According to people who would know, Bob had promised his wife Linda a quieter, more comfortable life after his years in governmental service, something to which they were both certainly entitled.
But according to other people who would know, Gammage had some murky implication in the scandal of the time:
the tobacco-litigation kickbacks that eventually ensnared attorney general Dan Morales, forcing his resignation from office and resulting in his conviction and prison sentence (which as of this post Morales is still serving):
But if he enters the race, (Gammage) also may have to answer campaign questions about his own unwitting role in a major Democratic scandal, former Attorney General Dan Morales' attempt to obtain millions of dollars in fraudulent legal fees for a friend in Texas' anti-tobacco lawsuit. Morales is about halfway through a four-year federal prison sentence stemming from the case, and his friend, Marc Murr, was sentenced to six months in federal prison. Both pleaded guilty in 2003 to federal mail fraud charges.
Gammage was one of three state arbitrators who recommended in 1998 that Murr, then an attorney, be paid $260 million for purported work that other lawyers in the tobacco suit said he never performed.
The arbitrators were selected by Morales and Murr after Morales had obtained a $17.3 billion settlement of a suit against tobacco companies over health care costs associated with smoking.
A national arbitration panel overturned most of the state award and gave Murr $1 million, which he later relinquished after Morales' successor, Attorney General John Cornyn, challenged the award in court.
Five other law firms hired by Morales to try the case shared in $3.3 billion in legal fees awarded by the federal arbitrators.
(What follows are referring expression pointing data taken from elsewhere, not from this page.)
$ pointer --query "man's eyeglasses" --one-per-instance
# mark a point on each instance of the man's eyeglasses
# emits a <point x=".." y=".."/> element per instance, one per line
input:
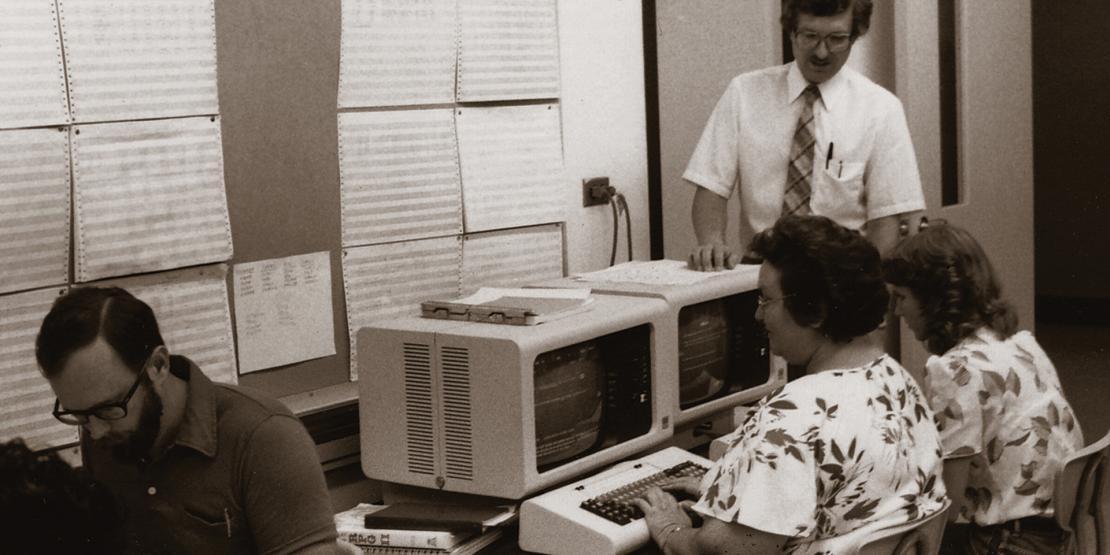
<point x="106" y="411"/>
<point x="763" y="301"/>
<point x="836" y="42"/>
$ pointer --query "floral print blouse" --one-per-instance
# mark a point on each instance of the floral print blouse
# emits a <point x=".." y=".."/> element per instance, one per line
<point x="829" y="458"/>
<point x="1001" y="402"/>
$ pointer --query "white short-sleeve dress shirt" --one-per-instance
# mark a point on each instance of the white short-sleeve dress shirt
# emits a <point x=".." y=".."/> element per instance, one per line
<point x="746" y="144"/>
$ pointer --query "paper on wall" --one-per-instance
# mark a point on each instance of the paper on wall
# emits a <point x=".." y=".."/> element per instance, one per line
<point x="283" y="311"/>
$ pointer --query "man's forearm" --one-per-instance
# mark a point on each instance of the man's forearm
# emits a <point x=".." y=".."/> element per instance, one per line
<point x="709" y="217"/>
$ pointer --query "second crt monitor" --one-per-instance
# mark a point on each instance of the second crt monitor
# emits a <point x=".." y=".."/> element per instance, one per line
<point x="506" y="411"/>
<point x="709" y="340"/>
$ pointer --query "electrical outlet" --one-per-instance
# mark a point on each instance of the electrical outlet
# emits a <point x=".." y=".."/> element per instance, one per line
<point x="595" y="191"/>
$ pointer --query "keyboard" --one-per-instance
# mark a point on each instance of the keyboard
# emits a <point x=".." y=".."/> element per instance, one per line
<point x="594" y="515"/>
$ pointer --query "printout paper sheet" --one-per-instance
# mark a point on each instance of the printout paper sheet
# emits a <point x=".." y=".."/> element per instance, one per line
<point x="26" y="397"/>
<point x="512" y="165"/>
<point x="512" y="258"/>
<point x="399" y="175"/>
<point x="659" y="272"/>
<point x="396" y="52"/>
<point x="32" y="80"/>
<point x="149" y="195"/>
<point x="391" y="280"/>
<point x="193" y="315"/>
<point x="283" y="311"/>
<point x="135" y="59"/>
<point x="34" y="215"/>
<point x="508" y="50"/>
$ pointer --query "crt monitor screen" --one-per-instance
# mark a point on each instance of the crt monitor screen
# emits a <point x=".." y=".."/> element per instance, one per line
<point x="722" y="349"/>
<point x="592" y="394"/>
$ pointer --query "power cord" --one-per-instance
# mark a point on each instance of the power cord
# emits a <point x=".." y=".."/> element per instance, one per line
<point x="618" y="204"/>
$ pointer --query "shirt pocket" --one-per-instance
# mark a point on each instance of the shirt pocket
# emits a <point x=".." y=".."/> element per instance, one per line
<point x="838" y="193"/>
<point x="212" y="531"/>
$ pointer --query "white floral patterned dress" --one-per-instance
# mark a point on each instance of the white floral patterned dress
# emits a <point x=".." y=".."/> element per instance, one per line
<point x="1001" y="401"/>
<point x="830" y="458"/>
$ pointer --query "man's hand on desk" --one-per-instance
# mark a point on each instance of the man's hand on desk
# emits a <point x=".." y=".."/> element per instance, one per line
<point x="713" y="258"/>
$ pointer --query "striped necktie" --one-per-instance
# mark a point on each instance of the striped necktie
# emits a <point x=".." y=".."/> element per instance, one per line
<point x="799" y="173"/>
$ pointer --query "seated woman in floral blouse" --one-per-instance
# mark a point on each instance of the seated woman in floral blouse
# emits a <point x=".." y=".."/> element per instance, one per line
<point x="1005" y="423"/>
<point x="835" y="455"/>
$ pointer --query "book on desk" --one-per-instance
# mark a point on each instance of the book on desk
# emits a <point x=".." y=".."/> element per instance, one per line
<point x="507" y="305"/>
<point x="421" y="528"/>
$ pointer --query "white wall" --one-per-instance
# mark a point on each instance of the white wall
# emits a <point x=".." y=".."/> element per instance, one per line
<point x="604" y="123"/>
<point x="873" y="54"/>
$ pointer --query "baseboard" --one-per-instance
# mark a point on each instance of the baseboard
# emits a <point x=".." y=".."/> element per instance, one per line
<point x="1067" y="310"/>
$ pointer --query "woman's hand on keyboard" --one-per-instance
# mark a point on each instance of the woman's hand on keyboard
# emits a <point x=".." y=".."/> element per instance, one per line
<point x="662" y="511"/>
<point x="685" y="488"/>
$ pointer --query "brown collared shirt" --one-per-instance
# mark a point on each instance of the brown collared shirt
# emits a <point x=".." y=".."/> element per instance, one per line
<point x="241" y="476"/>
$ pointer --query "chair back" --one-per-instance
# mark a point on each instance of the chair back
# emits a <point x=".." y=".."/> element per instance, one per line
<point x="1080" y="498"/>
<point x="918" y="537"/>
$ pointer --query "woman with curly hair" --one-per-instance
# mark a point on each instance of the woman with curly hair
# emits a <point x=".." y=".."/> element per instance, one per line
<point x="1003" y="421"/>
<point x="844" y="451"/>
<point x="52" y="507"/>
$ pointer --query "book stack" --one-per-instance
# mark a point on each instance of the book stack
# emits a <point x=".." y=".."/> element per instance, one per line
<point x="413" y="528"/>
<point x="507" y="305"/>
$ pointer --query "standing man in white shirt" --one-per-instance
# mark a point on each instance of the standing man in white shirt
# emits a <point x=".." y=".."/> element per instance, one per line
<point x="853" y="161"/>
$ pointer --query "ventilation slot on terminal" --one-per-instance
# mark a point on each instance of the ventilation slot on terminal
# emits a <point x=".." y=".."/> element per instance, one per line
<point x="458" y="444"/>
<point x="419" y="421"/>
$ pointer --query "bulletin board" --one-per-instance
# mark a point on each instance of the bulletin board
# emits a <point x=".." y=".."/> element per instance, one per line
<point x="202" y="137"/>
<point x="278" y="69"/>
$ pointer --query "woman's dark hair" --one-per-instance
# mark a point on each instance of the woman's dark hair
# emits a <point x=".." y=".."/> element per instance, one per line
<point x="954" y="282"/>
<point x="830" y="275"/>
<point x="52" y="507"/>
<point x="860" y="13"/>
<point x="80" y="316"/>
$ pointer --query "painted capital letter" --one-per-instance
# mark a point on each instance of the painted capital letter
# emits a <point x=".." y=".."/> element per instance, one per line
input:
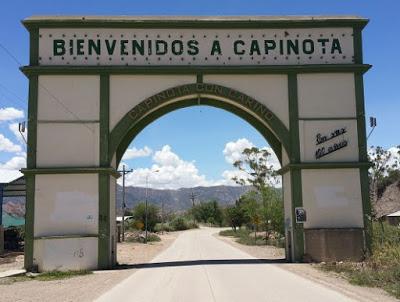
<point x="235" y="47"/>
<point x="216" y="48"/>
<point x="58" y="47"/>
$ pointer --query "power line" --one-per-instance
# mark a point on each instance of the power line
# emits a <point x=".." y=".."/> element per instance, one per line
<point x="44" y="88"/>
<point x="19" y="99"/>
<point x="10" y="54"/>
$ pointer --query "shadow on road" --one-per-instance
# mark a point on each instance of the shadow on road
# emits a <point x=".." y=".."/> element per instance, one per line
<point x="200" y="262"/>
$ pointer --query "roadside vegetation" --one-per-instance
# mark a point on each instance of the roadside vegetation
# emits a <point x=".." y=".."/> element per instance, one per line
<point x="257" y="217"/>
<point x="47" y="276"/>
<point x="382" y="267"/>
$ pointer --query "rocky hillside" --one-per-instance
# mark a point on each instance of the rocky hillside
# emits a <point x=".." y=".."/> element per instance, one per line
<point x="389" y="202"/>
<point x="174" y="200"/>
<point x="179" y="200"/>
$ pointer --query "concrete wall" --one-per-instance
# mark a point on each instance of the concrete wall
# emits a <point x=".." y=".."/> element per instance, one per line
<point x="66" y="253"/>
<point x="67" y="205"/>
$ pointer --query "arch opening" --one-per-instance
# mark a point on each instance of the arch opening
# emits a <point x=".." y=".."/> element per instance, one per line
<point x="243" y="106"/>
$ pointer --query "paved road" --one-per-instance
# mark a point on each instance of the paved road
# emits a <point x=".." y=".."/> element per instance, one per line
<point x="198" y="267"/>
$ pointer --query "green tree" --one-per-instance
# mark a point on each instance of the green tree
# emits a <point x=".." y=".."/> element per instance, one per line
<point x="385" y="168"/>
<point x="139" y="215"/>
<point x="208" y="212"/>
<point x="235" y="216"/>
<point x="260" y="174"/>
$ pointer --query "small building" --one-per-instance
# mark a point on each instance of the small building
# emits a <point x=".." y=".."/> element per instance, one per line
<point x="126" y="218"/>
<point x="10" y="188"/>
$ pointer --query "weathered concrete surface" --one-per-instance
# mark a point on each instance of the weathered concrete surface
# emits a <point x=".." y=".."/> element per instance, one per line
<point x="199" y="267"/>
<point x="334" y="244"/>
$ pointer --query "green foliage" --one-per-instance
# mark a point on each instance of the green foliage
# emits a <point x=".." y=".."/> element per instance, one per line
<point x="178" y="223"/>
<point x="139" y="215"/>
<point x="262" y="207"/>
<point x="208" y="212"/>
<point x="235" y="216"/>
<point x="47" y="276"/>
<point x="150" y="238"/>
<point x="385" y="170"/>
<point x="382" y="268"/>
<point x="13" y="238"/>
<point x="245" y="236"/>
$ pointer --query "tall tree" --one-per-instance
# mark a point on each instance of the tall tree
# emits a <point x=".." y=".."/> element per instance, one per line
<point x="385" y="163"/>
<point x="260" y="174"/>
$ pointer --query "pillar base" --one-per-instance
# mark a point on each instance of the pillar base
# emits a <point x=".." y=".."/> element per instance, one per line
<point x="345" y="244"/>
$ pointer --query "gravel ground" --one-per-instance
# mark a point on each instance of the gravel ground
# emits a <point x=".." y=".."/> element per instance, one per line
<point x="11" y="261"/>
<point x="87" y="287"/>
<point x="310" y="271"/>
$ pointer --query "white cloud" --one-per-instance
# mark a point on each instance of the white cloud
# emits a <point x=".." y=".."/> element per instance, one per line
<point x="14" y="129"/>
<point x="10" y="113"/>
<point x="10" y="170"/>
<point x="15" y="163"/>
<point x="233" y="150"/>
<point x="168" y="171"/>
<point x="135" y="153"/>
<point x="7" y="145"/>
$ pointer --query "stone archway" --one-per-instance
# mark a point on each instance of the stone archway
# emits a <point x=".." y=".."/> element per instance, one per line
<point x="296" y="80"/>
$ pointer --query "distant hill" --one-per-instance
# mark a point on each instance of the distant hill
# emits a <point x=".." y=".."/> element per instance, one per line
<point x="174" y="200"/>
<point x="389" y="202"/>
<point x="179" y="200"/>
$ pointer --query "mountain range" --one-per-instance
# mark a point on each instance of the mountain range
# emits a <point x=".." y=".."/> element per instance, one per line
<point x="180" y="199"/>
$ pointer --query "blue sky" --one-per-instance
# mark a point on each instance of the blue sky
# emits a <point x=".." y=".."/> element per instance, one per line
<point x="189" y="132"/>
The fees are being paid in installments by cigarette makers.
Gammage said Thursday that he and the other two state arbitrators "dealt with the evidence that was before us."
"There was a very detailed account of what he (Morales) said Murr had done," Gammage recalled.
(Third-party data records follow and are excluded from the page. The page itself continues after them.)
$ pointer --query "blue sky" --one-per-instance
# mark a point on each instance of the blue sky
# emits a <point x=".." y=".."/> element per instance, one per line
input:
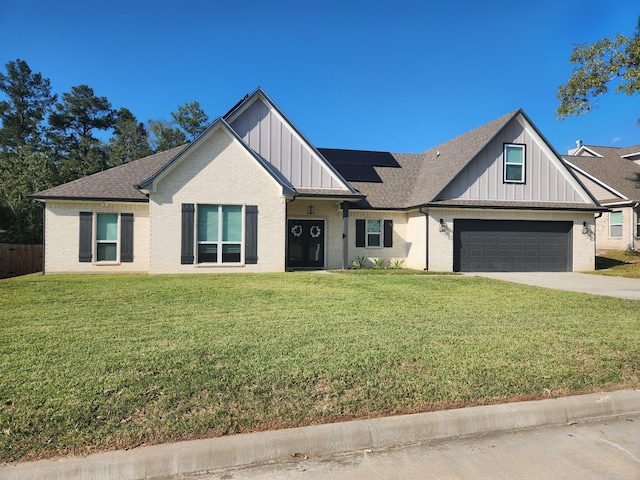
<point x="399" y="76"/>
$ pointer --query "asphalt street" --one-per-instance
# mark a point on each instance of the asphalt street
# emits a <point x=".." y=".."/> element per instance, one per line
<point x="593" y="450"/>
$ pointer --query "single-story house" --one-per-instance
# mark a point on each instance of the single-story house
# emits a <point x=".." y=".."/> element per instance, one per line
<point x="612" y="175"/>
<point x="253" y="194"/>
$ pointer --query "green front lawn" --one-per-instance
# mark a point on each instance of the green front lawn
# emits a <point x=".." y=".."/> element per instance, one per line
<point x="618" y="263"/>
<point x="90" y="363"/>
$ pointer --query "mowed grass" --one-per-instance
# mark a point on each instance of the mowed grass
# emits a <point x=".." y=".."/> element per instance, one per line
<point x="618" y="263"/>
<point x="91" y="363"/>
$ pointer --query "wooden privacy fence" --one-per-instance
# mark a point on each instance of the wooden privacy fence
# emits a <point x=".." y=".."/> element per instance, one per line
<point x="18" y="260"/>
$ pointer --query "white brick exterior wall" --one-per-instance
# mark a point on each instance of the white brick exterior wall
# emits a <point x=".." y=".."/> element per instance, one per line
<point x="401" y="246"/>
<point x="605" y="241"/>
<point x="331" y="213"/>
<point x="62" y="227"/>
<point x="219" y="171"/>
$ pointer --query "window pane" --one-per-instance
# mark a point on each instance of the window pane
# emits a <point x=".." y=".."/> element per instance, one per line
<point x="231" y="253"/>
<point x="207" y="253"/>
<point x="514" y="173"/>
<point x="373" y="226"/>
<point x="106" y="252"/>
<point x="514" y="154"/>
<point x="107" y="226"/>
<point x="231" y="224"/>
<point x="207" y="223"/>
<point x="616" y="230"/>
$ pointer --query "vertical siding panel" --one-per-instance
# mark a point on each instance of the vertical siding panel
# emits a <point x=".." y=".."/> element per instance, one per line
<point x="265" y="131"/>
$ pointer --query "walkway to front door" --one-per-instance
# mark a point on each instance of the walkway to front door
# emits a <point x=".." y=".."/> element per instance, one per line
<point x="306" y="244"/>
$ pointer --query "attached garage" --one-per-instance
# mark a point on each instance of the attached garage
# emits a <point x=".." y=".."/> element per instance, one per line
<point x="512" y="246"/>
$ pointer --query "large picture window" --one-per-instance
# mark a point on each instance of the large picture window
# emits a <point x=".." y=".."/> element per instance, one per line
<point x="615" y="224"/>
<point x="514" y="163"/>
<point x="374" y="233"/>
<point x="219" y="233"/>
<point x="107" y="237"/>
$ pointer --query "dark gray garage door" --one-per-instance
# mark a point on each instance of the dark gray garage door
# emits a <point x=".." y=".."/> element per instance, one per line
<point x="511" y="246"/>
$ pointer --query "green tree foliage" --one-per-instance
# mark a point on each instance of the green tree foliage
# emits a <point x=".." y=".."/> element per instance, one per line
<point x="74" y="124"/>
<point x="164" y="135"/>
<point x="130" y="139"/>
<point x="188" y="123"/>
<point x="25" y="166"/>
<point x="601" y="64"/>
<point x="22" y="173"/>
<point x="191" y="119"/>
<point x="29" y="100"/>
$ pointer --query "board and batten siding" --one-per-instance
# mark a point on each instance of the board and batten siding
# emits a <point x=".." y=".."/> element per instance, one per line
<point x="264" y="131"/>
<point x="546" y="179"/>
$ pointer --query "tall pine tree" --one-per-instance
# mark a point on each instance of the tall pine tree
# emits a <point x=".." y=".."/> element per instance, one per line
<point x="25" y="163"/>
No one, he said, presented evidence against the fees.
He also said the arbitration process had been approved by the federal judge presiding over the tobacco case and the panel's recommended award was conditioned on the judge's approval.
I'd simply like a bit more detailed explanation than so far has been made regarding this from Gammage.
And I make my request so that the voters of theTexas Democratic Party can select a candidate for Governor that has
absolutely none of the same stench of corruption that the Republicans thoroughly reek of.
What say you, Mr. Gammage?
Update: Apparently Bob's been
thinking about running for quite bit longer than the last couple of weeks.